How to create a Linux LiveUSB without Unetbootin

If you've been introduced to Linux by a hardcore fan, or just been adventuring yourself for a while now, chances are you've ran into a piece of software called UNetbootIn. It stands for "Universal Netboot Installer," but what it really does is create bootable USB drives from Linux CD images (.iso). It's a great program. Geza Kovacs (the developer) had a great idea in making it, and I personally still use it quite a lot. However, as with any program you can write, it has its own limitations. And today I will show you how to work around them, using a UNIX program called "dd."

To start off, these are the situations in which Unetbootin won't work (at least not straight away), so you'd have to find an alternative;

  1. Dealing with an .img file instead of an ISO.
  2. Dealing with an image that is not Linux (BSD, Windows Boot disk etc)
  3. Dealing with an unlisted distribution image, or one that reportedly has failed to produce a bootable USB, and the devs are not caring to fix it.
Number 3 has by far the highest occurrence rate. It's not uncommon to find a forum thread or bug file about Unetbootin being unable to produce a LiveCD of  distro X or Y. Most of the time the fix is to get the latest version of the program, but knowing which PPA to add in Ubuntu or compiling from source may be burdensome, or may not even fix it at all. So the other solution is to use "dd."

"dd" is a UNIX program specialized in the copying of raw data. What this means is that it won't do the old "copy and paste," but rather things like extract data from a packaged format and sort it out into a medium, or the other way around. And this is exactly what we need to do to "burn" an image. Before we begin, though, I'd like to put out a little disclaimer:

(even though I don't think you will)

Since dd is ubiquitous to Unix-like systems, the first thing you need is an expendable USB drive/SD card of size large enough to fit the distro you want. Mount it and format it (since you will lose all the data anyway, doing a manual format double checks that you're not throwing away anything important). With that done, it's time for a little command-line action. With the paths to your ISO and USB device in mind, enter the following:

sudo dd if=/path/to/your/ISO of=/your/usb/device bs=8M

External devices will almost always be labeled /dev/sdb. Not sure about the path to your device? Don't worry. Given that the USB is mounted, type in:

ls -l /dev/disk/by-id/usb*

And read out the output. Most likely you will have something like this...

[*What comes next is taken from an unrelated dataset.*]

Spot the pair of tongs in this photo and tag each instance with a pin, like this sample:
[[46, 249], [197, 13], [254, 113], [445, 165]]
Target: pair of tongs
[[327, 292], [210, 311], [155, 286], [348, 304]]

See the sdb and sdb1 highlighted? The label sdb indicates the USB, while sdb1 is a partition within it. For dd, you want to use /dev/sdb AND NOT /dev/sdb1 for the path. So, for my case, the command is:

sudo dd if=/home/vman/whatevertheisois.iso of=/dev/sdb bs=8M

By the way, if you're wondering what is the "bs," it stands for "Byte Size." The size of the "sectors" that will be burned into your USB. 8M coincides with the sector size of optical media, so we use it to pretend the USB is a CD. This command also requires Root privileges because it tampers with external devices, and there is a possibility of destroying your own hard drive if you type the wrong path to the USB (hence the disclaimer). But the listing above will bring in a surefire way of identifying it.

Once you've entered the command, you won't notice anything happening in the terminal. This is a disadvantage of using it instead of unetbootin. The cursor will just sit there blinking, and until the copying is finished, you won't know how far are you. Once the command is done, your USB is as bootable as a CD. Enjoy carrying a portable OS in your pocket!

Jan 31st by K. Zimmermann


  1. Using the pv command will allow you to have a status bar.
    Man pv.

  2. pv -tpreb /home/vman/whatevertheisois.iso | sudo dd of=/dev/sdX bs=8M

  3. hi...Im student from Informatics engineering nice article,
    thanks for sharing :)

  4. You may use 'Ctrl-T' during 'dd' execution. It will output current status.

  5. Using pv command in this specific case is total mess!

  6. unetbootin has the ability to place 'persistent space' on a LiveUSB. That is, a LiveUSB with persistance will give the LiveOS the ability to store some files which will be there again if you restart. How do I do this without using unetbootin?

  7. You could do this as part of gparted afterwards, however you would need to get the live CD to mount the /dev/sdb2/ as ~/home/ (For pocket Operating Systems).